Hartmut 24. September 2012 um 09:14  

Vollkommen richtig, es ist alles eine Frage der Interpretation. -
Nur, wer kann sich hierzu die Zeit, die uns durch den ökonomischen Takt aufgezwungen wird, noch nehmen, diese Meldungen zu hinterfragen ?

Vielleicht beginnt jetzt ein "bombastisches Zeitalter" ? ;-)

baum 24. September 2012 um 13:33  

ich habe auch schon eine weltkriegsbombe gefunden, ich glaub, es war 1949.

Bademeister 24. September 2012 um 15:06  

Die Atom-"Bomben" welche uns Merkel in der Asse hinterlassen hat gehen schließlich nur peu a peu hoch und sind somit deshalb langweilig wegen fehlendem Spektakel, deren Bergung wird eine zukünftige Regierung in 10-15 Jahren vermutlich einen zweistelligen Milliardenbetrag kosten, wenn die strahlenden Fässerchen denn überhaupt zu heben sind.

Über die atomaren Altlasten der Bleiernen liest man so gut wie nichts.

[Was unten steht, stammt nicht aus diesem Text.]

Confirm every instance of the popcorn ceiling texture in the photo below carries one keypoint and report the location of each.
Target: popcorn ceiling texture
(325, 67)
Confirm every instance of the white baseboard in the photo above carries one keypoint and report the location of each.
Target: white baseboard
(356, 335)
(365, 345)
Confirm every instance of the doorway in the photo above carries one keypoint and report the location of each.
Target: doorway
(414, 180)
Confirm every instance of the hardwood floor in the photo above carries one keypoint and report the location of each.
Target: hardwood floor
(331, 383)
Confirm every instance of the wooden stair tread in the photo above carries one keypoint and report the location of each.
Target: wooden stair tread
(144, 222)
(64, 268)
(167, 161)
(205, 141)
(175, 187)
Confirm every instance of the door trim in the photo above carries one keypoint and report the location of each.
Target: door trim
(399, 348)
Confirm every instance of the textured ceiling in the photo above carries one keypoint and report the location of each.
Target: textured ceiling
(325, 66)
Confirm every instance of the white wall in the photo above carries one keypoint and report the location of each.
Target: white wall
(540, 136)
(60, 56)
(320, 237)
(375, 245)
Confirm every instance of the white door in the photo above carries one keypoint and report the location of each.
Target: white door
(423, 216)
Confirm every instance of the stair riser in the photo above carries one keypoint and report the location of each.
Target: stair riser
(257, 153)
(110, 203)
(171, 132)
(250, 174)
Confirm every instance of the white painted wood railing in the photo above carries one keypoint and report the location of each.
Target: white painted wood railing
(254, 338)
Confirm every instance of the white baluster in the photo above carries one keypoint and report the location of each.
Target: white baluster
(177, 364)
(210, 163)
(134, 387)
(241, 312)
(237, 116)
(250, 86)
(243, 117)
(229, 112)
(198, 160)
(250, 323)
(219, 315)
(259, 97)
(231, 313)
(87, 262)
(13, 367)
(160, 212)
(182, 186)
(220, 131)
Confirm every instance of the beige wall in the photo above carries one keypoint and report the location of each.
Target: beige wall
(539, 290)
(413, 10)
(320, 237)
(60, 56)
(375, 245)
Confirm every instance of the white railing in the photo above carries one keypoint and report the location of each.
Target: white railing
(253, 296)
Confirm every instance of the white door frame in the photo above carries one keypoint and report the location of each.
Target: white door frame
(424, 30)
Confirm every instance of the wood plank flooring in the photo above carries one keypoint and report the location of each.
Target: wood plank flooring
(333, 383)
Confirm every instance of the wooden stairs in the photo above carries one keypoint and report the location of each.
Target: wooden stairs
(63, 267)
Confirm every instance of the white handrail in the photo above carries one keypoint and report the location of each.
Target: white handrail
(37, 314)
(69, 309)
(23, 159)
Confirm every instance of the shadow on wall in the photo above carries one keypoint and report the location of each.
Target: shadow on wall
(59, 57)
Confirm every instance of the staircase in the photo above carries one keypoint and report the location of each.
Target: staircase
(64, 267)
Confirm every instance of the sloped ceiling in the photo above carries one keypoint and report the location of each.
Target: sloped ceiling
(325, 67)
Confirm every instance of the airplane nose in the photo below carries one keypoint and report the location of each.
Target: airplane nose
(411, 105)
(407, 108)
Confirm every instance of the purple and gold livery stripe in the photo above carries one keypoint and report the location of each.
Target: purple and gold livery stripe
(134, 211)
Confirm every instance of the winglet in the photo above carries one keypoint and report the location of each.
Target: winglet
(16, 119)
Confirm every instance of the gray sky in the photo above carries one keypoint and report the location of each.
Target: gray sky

Anonym 24. September 2012 um 15:21  

Interessante Auseinandersetzung mit dem, was als Realität bezeichnet wird. Die unterschiedliche Gewichtung der bekannt gemachten Fakten verhindert eine Annäherung an die Objektivität.

der Herr Karl

Vogelschweinegrippenrinderwahn-Experte 25. September 2012 um 09:24  

Die nächste Welle kommt bestimmt...
...bald ist wieder Impfzeit: tagesschau.de: WHO warnt vor neuer Lungenkrankheit

...bitte machen Sie doch schon mal Ihren Oberkörper frei. ;-)

Anonym 25. September 2012 um 11:19  

Wenn die Nachrichten immer gleich gewichtet sein müßten, müßten seit Hunderten von Jahren täglich auf den ersten Seiten aller Blätter nichts anderes als die immerselben Berichte über Hungertote stehen.
Würden die Leute bald zu Blättern wechseln, die einen breiteren Horizont haben? Natürlich.
Soviel an Herrn Karl zu dem Kommentar "Die unterschiedliche Gewichtung der bekannt gemachten Fakten verhindert eine Annäherung an die Objektivität."

R@Z€ 26. September 2012 um 13:18  

Hier vielleicht noch etwas Erhellendes zu den angeblich moslemweiten "Ausschreitungen":

"Wer hat Angst vor der 'Wut der Muslime'?"

http://www.avaaz.org/de/7_things_you_should_know_global/?bxfYHbb&v=18132

Es ist immer und überall der Arschlochfaktor schuld!!!